Nimble surrealist drawings from the 1920’s by “Mama of Dada” Beatrice Wood occupy the far end of the show’s timeline. A late 1960’s drawing by Eva Hesse and postcards from Eleanor Antin’s monumental 1970’s mail art piece "100 Boots" yank me far away from modernism and towards the fragmented 21st Century. Ana Mendieta’s "Silueta Series" of photographs from the 1970’s and 80’s are the show’s most spine-tingling works. Earthy imprints of Mendieta’s body remind us of her profound contributions to land art, and inevitably, of her suspicious fall from a New York high rise.
Punchy installations by contemporary artists Angela Ellsworth and Ligia Bouton occupy swaths of floor space, playing to the voracious contemporary taste for artworks that are dramatic actors, à la Michael Fried’s “Art and Objecthood.” A handful of other mid-career contemporary artists bring the story to our pluralistic present. It's hard to say whether these artists will land in the history books or vanish into our meta-modern sprawl, but that's part of what makes their stabs at brilliance so exciting.

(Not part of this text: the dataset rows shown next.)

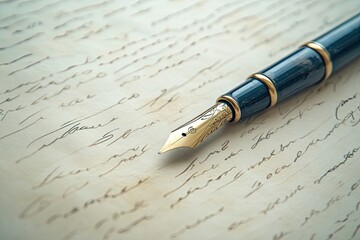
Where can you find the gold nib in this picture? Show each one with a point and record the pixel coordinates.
(195, 131)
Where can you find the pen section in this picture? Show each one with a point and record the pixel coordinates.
(252, 96)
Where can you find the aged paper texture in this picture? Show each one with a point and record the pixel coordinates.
(90, 91)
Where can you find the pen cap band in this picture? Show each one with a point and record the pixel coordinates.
(269, 84)
(320, 49)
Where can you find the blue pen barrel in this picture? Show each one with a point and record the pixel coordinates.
(299, 70)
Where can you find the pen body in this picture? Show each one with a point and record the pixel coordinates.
(297, 71)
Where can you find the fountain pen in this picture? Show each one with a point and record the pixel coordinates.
(312, 63)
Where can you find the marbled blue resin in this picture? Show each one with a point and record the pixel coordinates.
(295, 72)
(300, 69)
(252, 96)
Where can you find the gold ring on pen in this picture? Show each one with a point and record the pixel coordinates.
(321, 50)
(269, 84)
(235, 106)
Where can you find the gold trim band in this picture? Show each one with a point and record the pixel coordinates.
(234, 106)
(269, 84)
(321, 50)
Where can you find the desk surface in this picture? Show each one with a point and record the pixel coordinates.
(90, 91)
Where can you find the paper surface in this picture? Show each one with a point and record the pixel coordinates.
(90, 91)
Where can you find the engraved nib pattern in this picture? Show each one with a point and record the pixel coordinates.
(195, 131)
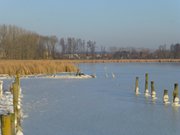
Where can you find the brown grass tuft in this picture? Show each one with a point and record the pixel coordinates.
(31, 67)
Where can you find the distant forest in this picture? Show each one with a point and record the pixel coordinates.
(17, 43)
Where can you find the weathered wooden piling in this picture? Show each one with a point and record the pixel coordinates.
(146, 92)
(6, 128)
(1, 88)
(153, 93)
(175, 95)
(165, 97)
(137, 86)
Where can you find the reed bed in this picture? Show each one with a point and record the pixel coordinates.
(128, 61)
(32, 67)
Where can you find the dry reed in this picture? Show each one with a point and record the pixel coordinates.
(31, 67)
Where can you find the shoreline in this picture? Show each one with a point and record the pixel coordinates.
(127, 61)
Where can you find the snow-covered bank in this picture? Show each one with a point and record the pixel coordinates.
(55, 76)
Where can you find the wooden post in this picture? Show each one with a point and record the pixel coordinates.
(16, 96)
(13, 128)
(1, 88)
(137, 86)
(153, 93)
(175, 94)
(6, 124)
(146, 92)
(165, 97)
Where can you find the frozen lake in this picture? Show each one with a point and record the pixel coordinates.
(104, 105)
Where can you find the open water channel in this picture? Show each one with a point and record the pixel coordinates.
(103, 105)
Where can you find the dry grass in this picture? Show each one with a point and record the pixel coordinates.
(127, 61)
(31, 67)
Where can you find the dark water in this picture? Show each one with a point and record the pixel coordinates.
(102, 106)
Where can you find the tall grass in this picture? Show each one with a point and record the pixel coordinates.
(31, 67)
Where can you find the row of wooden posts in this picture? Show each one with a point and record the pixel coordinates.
(11, 121)
(153, 92)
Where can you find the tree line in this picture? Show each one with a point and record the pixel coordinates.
(18, 43)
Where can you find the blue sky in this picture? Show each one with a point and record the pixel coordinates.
(122, 23)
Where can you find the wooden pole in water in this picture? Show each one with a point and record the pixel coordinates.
(6, 124)
(13, 124)
(146, 92)
(1, 88)
(175, 94)
(153, 93)
(165, 96)
(16, 96)
(137, 86)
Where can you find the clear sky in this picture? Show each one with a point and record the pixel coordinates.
(123, 23)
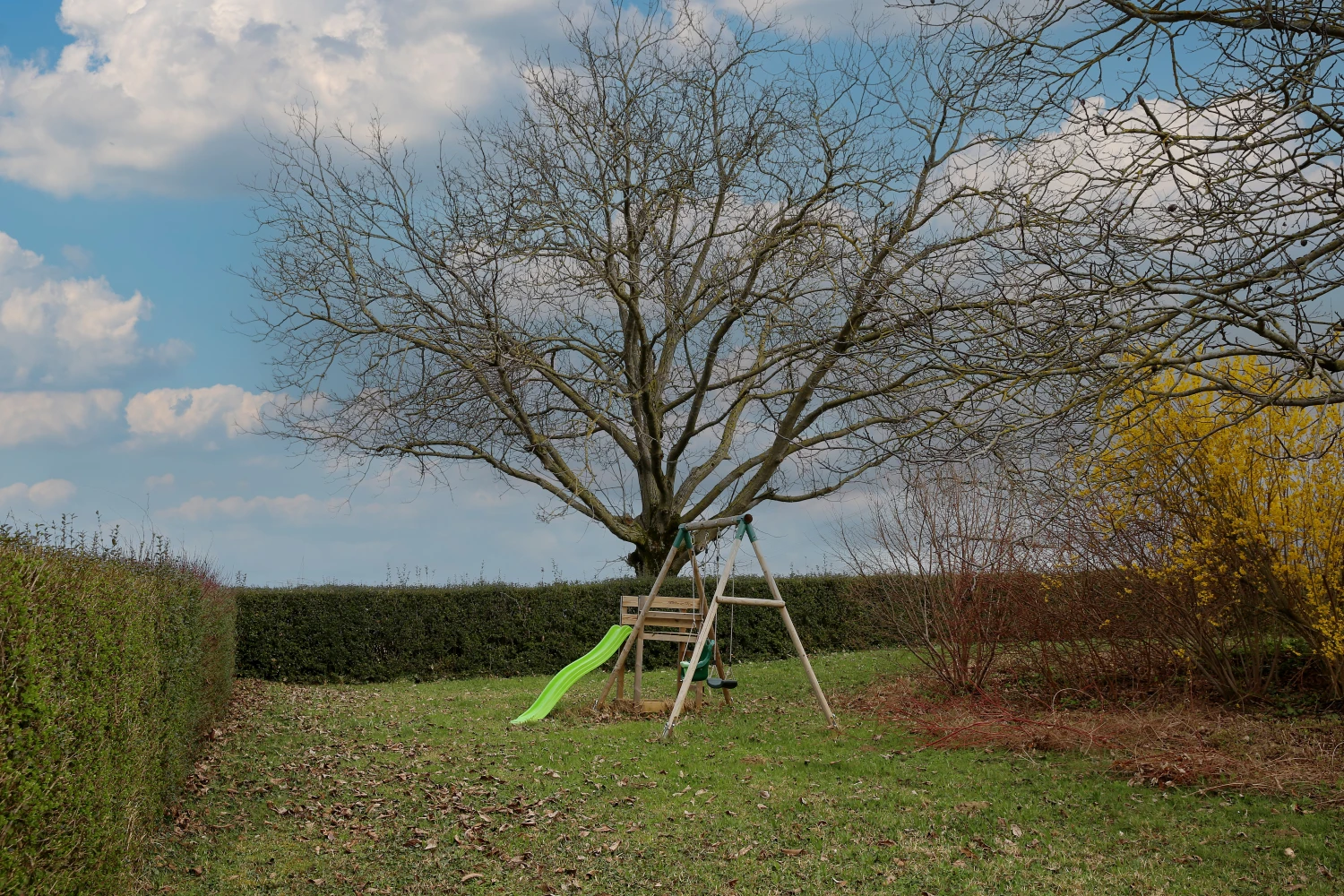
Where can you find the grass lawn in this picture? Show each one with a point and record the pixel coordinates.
(424, 788)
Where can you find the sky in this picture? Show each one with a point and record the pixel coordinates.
(129, 390)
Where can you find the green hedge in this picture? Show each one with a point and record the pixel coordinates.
(109, 672)
(349, 633)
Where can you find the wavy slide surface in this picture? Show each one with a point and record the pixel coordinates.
(569, 676)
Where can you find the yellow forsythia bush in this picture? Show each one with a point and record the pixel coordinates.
(1242, 517)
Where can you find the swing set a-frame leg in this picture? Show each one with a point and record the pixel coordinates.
(797, 642)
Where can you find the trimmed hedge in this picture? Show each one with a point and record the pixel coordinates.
(110, 669)
(351, 633)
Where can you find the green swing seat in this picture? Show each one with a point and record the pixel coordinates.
(702, 669)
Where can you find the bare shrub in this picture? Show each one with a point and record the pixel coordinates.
(945, 555)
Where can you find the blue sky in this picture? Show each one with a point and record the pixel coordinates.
(126, 387)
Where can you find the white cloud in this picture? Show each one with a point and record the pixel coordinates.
(56, 330)
(34, 417)
(151, 88)
(190, 413)
(46, 493)
(292, 509)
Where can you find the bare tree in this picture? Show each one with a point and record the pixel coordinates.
(698, 268)
(1193, 198)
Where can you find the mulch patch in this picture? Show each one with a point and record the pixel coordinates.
(1159, 745)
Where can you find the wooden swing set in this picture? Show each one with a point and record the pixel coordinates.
(691, 621)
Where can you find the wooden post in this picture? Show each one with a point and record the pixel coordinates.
(637, 694)
(639, 624)
(797, 641)
(706, 626)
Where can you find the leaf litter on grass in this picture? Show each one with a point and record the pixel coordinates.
(351, 786)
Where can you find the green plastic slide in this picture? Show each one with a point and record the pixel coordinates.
(569, 676)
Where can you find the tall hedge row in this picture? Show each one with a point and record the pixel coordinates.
(109, 672)
(351, 633)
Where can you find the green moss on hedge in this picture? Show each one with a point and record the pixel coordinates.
(109, 672)
(352, 633)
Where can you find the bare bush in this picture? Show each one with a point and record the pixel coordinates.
(946, 555)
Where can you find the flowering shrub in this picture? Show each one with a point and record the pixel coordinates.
(1234, 516)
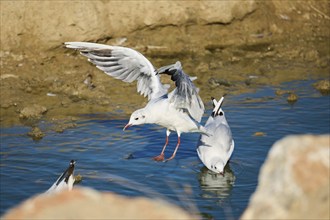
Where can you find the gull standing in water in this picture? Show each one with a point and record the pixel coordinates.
(215, 149)
(180, 111)
(65, 181)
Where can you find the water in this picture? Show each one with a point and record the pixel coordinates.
(112, 160)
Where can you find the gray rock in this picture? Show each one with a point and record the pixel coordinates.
(294, 181)
(86, 203)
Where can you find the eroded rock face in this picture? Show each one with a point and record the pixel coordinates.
(94, 19)
(34, 111)
(86, 203)
(294, 181)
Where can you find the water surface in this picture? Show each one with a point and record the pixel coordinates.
(112, 160)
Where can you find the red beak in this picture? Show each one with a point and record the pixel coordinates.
(127, 126)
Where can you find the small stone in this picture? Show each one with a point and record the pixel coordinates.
(323, 86)
(259, 134)
(36, 133)
(292, 98)
(280, 92)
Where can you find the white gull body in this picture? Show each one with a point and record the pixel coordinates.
(65, 181)
(215, 150)
(180, 110)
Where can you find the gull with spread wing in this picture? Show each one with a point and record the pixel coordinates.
(180, 110)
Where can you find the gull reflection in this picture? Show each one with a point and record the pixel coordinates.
(216, 185)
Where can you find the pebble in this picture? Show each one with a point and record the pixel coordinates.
(36, 133)
(292, 98)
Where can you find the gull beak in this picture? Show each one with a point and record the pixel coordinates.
(127, 126)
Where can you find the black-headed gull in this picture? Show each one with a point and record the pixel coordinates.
(179, 111)
(65, 181)
(215, 149)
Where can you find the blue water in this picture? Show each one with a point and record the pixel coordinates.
(112, 160)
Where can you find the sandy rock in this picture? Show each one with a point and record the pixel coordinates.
(34, 111)
(323, 86)
(294, 181)
(85, 203)
(36, 133)
(28, 23)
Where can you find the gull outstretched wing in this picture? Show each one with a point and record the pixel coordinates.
(125, 64)
(185, 95)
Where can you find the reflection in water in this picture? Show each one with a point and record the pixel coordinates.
(216, 185)
(113, 160)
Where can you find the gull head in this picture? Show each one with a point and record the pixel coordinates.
(218, 167)
(137, 118)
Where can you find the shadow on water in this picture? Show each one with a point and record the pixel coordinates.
(112, 160)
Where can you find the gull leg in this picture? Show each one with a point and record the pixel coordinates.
(176, 148)
(161, 156)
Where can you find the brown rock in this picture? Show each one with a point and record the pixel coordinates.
(294, 181)
(292, 98)
(86, 203)
(323, 86)
(36, 133)
(32, 112)
(28, 22)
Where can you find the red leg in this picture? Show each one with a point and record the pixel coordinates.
(161, 156)
(176, 149)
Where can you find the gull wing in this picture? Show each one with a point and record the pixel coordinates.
(185, 95)
(125, 64)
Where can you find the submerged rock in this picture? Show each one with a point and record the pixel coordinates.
(86, 203)
(294, 181)
(323, 86)
(292, 98)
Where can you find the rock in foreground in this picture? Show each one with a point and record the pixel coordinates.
(294, 181)
(85, 203)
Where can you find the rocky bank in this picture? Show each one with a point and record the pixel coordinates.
(294, 182)
(86, 203)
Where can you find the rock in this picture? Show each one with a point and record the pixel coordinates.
(323, 86)
(36, 133)
(281, 92)
(32, 112)
(293, 181)
(292, 98)
(28, 22)
(86, 203)
(259, 134)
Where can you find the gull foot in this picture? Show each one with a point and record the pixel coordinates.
(170, 158)
(159, 157)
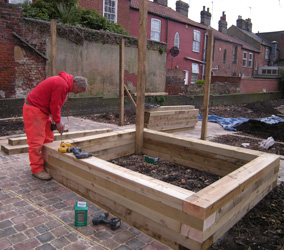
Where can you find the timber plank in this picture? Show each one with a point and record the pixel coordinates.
(122, 204)
(179, 117)
(205, 161)
(212, 198)
(168, 213)
(169, 126)
(220, 150)
(176, 107)
(57, 136)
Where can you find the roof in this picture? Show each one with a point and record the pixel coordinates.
(231, 39)
(167, 12)
(253, 36)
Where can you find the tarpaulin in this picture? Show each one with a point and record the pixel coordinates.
(231, 123)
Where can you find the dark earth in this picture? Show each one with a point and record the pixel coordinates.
(263, 226)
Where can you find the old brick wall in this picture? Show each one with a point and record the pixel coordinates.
(80, 51)
(21, 67)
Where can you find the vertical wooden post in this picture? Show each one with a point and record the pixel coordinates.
(141, 81)
(209, 53)
(121, 82)
(52, 47)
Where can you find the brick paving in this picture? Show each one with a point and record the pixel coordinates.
(24, 225)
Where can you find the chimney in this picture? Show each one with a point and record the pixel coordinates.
(205, 17)
(223, 24)
(182, 7)
(162, 2)
(244, 24)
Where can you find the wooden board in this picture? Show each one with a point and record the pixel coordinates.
(171, 118)
(18, 145)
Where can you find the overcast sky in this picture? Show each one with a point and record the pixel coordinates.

What would Elaine de Kooning, who was also a great art critic, think of this scrappy exhibition? I have a hunch that, like me, she’d wish the museum’s walls could fan out like accordions. “Looking Forward, Looking Back” examines so many influential artists, but they often seem remote from their larger contexts. Use this show as a crossroads, with each piece representing an important (and often woefully under-examined) path through art history. Many of these women deserve a show akin to “O’Keeffe in Process”, and some have gotten one.